L'unico esemplare autentico conosciuto di "braga de fero" è custodito nell'armeria del Palazzo Ducale di Venezia, e si dice appartenuto ai da Carrara, signori di Padova (XV-XVI secolo): la sua analisi ha permesso di chiarire molte cose. La sua fattura corrisponde in pieno alle braghe di ferro fiorentine anti-stupro descritte dal von Eichstätt: una fascia "a croce" relativamente sottile che avvolgeva sia la vita sia il pube, rivestita di cuoio per una maggiore comodità.

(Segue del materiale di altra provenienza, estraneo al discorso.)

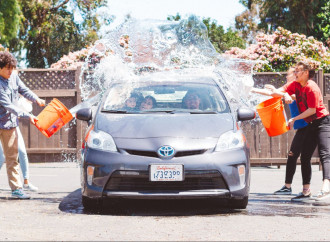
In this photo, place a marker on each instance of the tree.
(322, 25)
(10, 18)
(220, 39)
(247, 24)
(309, 17)
(48, 30)
(282, 49)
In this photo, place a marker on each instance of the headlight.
(230, 140)
(101, 141)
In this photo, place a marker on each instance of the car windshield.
(165, 97)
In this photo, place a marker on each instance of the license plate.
(166, 172)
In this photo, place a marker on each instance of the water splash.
(139, 46)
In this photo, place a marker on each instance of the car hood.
(139, 126)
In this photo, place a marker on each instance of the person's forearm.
(305, 114)
(261, 91)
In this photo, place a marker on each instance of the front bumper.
(208, 175)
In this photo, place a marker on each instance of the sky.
(223, 11)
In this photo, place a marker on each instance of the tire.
(91, 204)
(238, 203)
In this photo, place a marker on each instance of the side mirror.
(84, 114)
(245, 114)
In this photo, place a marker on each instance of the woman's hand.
(287, 98)
(33, 119)
(41, 102)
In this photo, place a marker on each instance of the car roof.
(185, 75)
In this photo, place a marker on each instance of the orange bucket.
(54, 116)
(273, 116)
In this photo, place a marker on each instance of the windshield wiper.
(203, 112)
(113, 111)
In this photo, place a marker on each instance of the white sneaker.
(322, 195)
(30, 187)
(20, 194)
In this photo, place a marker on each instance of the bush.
(282, 49)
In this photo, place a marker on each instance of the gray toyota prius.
(166, 135)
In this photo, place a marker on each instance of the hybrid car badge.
(166, 151)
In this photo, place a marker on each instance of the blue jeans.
(22, 155)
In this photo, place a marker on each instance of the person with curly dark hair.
(11, 87)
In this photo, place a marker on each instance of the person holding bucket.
(22, 154)
(10, 88)
(295, 148)
(312, 110)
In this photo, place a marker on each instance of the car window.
(166, 97)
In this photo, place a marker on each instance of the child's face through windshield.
(131, 102)
(146, 104)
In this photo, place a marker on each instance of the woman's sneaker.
(302, 197)
(30, 187)
(322, 195)
(284, 191)
(20, 194)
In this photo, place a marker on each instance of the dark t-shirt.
(308, 96)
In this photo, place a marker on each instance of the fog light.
(241, 174)
(90, 174)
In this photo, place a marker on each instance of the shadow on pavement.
(260, 204)
(119, 207)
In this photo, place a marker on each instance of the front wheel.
(238, 203)
(91, 203)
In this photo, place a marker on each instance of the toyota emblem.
(166, 151)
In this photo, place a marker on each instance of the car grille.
(135, 181)
(154, 154)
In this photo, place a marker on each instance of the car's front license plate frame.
(166, 172)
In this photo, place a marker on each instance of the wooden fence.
(65, 144)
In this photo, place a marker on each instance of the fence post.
(78, 123)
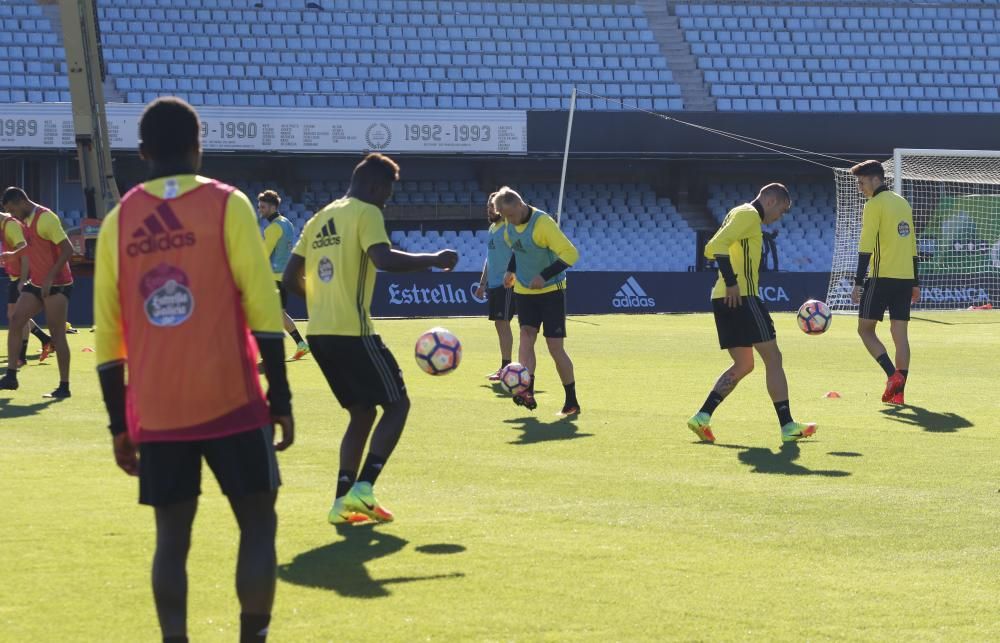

Interessante è il fatto che la braga in questione sia chiusa da un lucchetto cosiddetto "romano", fermato cioè da una sorta di fibbia, completamente inadatta ad una "cassaforte" ma che non permette un'apertura immediata. Insomma, questo arnese non poteva certo esser strappato con violenza di dosso a colei che lo indossava da un potenziale stupratore, ma, a emergenza passata, la signora avrebbe potuto toglierselo da sola in tutta tranquillità.